Seventeen paintings have been stolen from a museum in Italy. They are theoretically worth €15 million/$16 million/£10.5 million though, whether they were stolen to be sold or stolen to be kept (then sold), any black market value may be far lower. The bigger question, right now, is why they were stolen…

What happened?

According to Castelvecchio council spokesperson Roberto Bolis, once the museum cashier and security guard had emptied Verona Civic Museum of its eleven (other?) employees, the three thieves bound and gagged them, which prevented them from setting the alarm or alerting the police.

The Association for Research into Crimes against Art (ARCA) detailed that one of the robbers held the cashier at gunpoint ‘while the other two escorted the museum custodian through the exhibition rooms’ and noted that the criminals’ method was similar to the unsolved robbery of the Isabella Stewart Gardner Museum in 1990. The thieves also took the security guard’s keys, then stole his vehicle and used it as their getaway car. (ARCA has also posted the pictures and their details, including their individual values.)

Theft-to-order?

Verona Civic Museum told the Agence France-Presse (AFP) that it was ‘likely’ a case of theft-to-order, a robbery that had been ‘masterminded by a private collector‘. Castelvecchio city mayor Flavio Tosi observed to the AFP and Reuters: ‘Someone sent them, they were skilled, they knew exactly where they were going.’ ‘[T]he thieves were working under [on] commission.’

Conflict antiquities?

Former junior culture minister, current art critic Vittorio Sgarbi adapted arguments that are incorrectly used to deny the existence of theft-to-order in order to raise a rather different possibility.
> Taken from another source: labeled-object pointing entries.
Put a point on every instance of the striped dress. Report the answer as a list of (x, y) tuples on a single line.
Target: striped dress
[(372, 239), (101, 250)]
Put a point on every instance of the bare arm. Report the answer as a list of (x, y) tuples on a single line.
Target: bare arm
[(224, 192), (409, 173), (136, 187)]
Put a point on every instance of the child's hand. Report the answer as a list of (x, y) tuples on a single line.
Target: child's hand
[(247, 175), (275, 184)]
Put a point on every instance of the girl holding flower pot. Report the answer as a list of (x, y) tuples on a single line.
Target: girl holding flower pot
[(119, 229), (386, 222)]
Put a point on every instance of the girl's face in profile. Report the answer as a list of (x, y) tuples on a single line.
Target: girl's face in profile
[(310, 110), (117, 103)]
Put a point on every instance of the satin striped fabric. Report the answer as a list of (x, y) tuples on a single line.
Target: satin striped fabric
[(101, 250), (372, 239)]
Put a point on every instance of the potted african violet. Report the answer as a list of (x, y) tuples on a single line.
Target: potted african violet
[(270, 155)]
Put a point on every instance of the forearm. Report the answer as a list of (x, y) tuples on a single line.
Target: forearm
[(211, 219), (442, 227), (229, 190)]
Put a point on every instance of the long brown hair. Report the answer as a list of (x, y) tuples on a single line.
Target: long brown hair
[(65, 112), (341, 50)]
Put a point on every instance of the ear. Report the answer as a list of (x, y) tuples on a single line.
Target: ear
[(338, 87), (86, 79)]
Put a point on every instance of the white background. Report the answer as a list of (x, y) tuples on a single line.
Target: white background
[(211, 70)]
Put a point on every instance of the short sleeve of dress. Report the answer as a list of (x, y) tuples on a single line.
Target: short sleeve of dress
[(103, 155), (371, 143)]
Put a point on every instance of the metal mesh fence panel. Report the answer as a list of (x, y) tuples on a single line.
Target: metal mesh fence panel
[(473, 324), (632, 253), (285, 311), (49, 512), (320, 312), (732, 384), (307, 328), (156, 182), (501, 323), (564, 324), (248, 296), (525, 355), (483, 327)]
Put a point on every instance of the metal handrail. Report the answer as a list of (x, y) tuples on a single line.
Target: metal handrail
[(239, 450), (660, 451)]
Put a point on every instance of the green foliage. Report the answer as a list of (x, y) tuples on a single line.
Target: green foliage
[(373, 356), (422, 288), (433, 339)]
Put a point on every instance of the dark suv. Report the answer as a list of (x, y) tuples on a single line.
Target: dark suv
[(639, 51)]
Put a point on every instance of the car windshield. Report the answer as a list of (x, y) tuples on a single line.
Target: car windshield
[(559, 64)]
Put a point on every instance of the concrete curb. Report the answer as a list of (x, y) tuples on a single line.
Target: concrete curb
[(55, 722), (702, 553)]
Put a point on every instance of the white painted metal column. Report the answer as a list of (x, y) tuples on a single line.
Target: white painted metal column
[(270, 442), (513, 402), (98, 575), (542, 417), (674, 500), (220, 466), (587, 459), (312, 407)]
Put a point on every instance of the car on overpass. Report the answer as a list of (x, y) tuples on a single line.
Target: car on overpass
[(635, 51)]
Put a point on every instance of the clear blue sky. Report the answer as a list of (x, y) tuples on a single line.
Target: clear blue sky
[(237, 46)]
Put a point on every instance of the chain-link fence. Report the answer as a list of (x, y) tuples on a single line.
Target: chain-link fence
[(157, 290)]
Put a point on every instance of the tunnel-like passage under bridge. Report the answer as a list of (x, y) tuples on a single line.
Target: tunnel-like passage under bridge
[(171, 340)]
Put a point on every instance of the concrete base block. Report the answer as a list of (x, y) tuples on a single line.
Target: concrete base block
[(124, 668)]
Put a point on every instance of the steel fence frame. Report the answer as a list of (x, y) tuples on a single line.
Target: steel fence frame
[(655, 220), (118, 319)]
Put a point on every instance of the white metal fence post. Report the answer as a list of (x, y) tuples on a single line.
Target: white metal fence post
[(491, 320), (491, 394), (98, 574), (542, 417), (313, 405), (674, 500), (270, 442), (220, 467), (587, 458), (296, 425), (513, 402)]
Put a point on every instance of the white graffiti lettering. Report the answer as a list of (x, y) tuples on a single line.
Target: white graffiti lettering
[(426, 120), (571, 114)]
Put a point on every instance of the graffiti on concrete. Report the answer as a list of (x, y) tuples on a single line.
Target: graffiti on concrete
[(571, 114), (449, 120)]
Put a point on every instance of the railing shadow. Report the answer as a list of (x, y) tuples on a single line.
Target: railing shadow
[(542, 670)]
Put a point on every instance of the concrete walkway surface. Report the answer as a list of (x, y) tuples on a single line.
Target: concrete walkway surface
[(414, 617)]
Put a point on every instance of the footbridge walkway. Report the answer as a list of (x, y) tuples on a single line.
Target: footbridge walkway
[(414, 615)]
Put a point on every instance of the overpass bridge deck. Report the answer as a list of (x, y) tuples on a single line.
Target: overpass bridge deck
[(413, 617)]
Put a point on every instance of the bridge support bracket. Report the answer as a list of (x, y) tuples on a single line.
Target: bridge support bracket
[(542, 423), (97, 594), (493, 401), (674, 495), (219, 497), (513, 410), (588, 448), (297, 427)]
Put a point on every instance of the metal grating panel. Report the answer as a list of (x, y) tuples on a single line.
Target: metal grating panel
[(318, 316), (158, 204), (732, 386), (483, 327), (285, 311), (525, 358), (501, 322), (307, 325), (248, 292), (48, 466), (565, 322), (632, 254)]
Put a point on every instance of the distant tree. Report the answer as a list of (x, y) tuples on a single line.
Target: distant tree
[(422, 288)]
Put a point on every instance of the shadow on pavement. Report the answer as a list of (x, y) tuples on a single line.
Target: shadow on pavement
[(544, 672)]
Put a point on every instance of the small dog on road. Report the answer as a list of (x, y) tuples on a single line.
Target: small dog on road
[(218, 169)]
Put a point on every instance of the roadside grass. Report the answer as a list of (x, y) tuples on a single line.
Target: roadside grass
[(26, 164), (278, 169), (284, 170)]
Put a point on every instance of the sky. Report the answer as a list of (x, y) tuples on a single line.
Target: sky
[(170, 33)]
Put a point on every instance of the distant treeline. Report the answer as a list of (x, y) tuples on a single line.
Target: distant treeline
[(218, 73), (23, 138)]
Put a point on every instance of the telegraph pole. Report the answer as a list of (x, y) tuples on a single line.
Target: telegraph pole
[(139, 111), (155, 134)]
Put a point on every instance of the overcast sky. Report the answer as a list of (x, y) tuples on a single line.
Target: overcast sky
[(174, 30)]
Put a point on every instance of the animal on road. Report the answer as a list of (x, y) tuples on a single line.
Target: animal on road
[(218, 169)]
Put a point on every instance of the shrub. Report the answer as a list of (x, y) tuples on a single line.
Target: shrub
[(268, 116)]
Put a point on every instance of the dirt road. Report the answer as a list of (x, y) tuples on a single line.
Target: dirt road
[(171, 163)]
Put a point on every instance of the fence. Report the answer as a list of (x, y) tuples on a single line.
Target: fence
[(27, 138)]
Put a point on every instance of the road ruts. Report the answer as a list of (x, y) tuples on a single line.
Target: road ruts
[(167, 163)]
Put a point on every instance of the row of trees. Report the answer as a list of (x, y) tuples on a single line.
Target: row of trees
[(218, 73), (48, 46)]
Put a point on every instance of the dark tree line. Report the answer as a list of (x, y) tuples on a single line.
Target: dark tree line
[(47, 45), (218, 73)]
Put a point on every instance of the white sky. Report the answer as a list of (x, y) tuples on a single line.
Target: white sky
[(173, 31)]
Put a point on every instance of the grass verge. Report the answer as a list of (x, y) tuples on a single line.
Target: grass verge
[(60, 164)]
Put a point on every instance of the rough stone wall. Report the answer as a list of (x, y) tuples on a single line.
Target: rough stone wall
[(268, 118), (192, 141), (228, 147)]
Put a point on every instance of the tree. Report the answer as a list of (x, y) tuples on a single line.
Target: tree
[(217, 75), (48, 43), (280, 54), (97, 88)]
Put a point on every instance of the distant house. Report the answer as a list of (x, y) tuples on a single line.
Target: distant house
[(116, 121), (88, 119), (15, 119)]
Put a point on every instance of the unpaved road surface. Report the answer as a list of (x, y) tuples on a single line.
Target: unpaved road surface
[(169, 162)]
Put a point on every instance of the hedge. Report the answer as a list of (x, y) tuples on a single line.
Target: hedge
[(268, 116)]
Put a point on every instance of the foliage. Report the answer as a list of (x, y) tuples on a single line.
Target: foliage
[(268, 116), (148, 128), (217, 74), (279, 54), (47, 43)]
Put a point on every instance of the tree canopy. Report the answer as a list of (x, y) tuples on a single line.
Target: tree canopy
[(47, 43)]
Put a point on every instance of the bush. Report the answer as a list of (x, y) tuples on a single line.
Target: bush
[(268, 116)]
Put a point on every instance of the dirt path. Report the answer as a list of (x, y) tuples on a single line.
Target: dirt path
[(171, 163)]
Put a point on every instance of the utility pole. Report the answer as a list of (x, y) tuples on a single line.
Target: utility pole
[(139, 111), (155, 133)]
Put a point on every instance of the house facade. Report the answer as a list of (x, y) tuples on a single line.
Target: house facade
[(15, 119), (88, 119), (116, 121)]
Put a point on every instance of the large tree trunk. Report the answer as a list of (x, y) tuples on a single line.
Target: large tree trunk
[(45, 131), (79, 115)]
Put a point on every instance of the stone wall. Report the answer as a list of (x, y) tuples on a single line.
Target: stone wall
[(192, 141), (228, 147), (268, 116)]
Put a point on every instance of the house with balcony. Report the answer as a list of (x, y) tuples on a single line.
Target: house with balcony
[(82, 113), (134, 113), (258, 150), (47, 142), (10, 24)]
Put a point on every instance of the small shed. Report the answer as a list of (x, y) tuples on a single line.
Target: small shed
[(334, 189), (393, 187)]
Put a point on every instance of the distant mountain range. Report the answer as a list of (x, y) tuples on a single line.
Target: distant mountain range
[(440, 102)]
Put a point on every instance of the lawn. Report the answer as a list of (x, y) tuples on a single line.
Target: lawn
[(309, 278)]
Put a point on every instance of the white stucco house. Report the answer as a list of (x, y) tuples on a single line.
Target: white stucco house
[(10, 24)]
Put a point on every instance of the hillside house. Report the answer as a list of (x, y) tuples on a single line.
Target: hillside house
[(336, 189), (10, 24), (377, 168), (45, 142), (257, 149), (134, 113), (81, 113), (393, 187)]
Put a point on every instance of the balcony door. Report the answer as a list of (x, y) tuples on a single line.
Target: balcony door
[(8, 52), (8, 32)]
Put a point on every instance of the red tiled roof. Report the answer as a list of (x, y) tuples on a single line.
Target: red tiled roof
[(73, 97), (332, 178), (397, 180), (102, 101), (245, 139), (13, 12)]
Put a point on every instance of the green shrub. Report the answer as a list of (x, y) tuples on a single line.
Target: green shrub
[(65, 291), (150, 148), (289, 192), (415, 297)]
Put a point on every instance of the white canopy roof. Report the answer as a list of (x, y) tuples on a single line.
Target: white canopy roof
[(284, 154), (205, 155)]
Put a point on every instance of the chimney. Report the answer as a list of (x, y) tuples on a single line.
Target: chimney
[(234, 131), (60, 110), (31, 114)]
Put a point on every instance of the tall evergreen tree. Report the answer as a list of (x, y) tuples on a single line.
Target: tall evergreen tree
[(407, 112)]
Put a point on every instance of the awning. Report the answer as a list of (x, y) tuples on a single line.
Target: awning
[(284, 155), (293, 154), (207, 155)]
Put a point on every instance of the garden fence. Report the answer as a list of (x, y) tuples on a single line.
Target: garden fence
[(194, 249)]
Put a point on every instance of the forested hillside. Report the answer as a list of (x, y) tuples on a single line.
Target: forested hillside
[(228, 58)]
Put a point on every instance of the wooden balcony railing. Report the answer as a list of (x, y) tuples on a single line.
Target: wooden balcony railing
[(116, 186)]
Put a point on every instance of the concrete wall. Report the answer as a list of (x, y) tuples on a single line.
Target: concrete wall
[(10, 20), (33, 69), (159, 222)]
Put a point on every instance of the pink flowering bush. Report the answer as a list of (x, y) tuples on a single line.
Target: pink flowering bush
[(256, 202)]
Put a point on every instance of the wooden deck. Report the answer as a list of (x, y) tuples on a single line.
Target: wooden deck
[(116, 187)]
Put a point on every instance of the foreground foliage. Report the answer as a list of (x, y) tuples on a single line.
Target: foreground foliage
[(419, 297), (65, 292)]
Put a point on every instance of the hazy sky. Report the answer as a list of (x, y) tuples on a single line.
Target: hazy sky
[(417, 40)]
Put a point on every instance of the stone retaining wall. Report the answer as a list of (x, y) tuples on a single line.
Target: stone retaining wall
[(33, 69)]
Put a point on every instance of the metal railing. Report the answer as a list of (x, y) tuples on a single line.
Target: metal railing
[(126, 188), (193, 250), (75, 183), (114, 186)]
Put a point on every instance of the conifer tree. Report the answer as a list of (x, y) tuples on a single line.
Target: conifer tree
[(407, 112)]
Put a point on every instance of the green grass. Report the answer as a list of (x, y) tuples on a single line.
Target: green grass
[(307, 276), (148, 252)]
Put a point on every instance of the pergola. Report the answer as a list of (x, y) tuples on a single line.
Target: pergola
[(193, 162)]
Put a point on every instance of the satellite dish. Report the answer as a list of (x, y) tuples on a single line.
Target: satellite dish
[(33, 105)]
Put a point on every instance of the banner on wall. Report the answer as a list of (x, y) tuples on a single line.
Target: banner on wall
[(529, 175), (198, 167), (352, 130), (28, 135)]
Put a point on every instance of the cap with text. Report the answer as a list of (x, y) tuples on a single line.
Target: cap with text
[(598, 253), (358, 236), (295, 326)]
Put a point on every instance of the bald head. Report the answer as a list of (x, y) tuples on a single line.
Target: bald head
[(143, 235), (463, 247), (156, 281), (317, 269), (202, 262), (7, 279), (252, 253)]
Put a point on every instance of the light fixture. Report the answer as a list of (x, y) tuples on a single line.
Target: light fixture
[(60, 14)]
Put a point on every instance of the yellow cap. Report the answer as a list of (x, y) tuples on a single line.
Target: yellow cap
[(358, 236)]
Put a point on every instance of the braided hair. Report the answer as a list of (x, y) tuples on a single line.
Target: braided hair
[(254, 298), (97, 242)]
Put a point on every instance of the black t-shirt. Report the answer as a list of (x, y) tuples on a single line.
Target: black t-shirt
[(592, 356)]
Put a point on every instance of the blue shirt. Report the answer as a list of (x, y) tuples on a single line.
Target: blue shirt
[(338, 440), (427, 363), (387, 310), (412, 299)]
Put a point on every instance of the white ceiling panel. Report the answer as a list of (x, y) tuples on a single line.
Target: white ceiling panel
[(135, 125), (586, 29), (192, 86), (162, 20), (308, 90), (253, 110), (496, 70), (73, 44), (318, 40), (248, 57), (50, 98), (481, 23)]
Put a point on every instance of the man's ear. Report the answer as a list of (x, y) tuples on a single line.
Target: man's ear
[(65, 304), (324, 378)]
Paraphrased by Reuters, Sgarbi said that ‘the paintings would be instantly recognizable and virtually impossible to sell’. Consequently, Sgarbi considered that the theft ‘may have been organized by Islamist militants as a “demonstrative act”‘.

Jihadists would have destroyed the portraits as an act of iconoclasm or trafficked the artworks as a means of fundraising, not extracted and stashed the paintings as a warning that it was possible to steal art. That sounds rather too much like a postmodern art project.

According to mayor Tosi via ARCA, Italian authorities are considering the ‘possibility that the paintings could have been stolen to fund “jihadisti”‘. That possibility cannot be dismissed lightly. One gang of jihadist fundraisers trafficked antiquities from Egypt through Spain; another gang robbed churches in Germany (and seemingly supplied an internal market or local handlers); it does happen. But there has been no explanation of whether that is a theoretical possibility or an intelligence-led avenue of inquiry.

Everyday illicit business?

The Vice-Commander of the cultural heritage Carabinieri, Colonel Alberto Deregibus (who has elsewhere discussed online trafficking), judged that it was ‘unlikely‘ a case of theft-to-order, because of ‘the large number of paintings stolen’. It is a fairly reasonable argument, as a collector would probably not (want to) establish a “gallery” from one institution; but sometimes selections of exhibits are stolen to order.

Apparently, some of the paintings were removed in their frames, whereas some were removed from their frames then taken. If the thieves consistently unframed the paintings then switched to taking the artworks framed, it might indicate that they decided that they did not have the time to take more (as many as they would have liked). Col. Deregibus suggested: ‘It may have just been delinquents who thought: “let’s steal them and decide later what to do with them”.’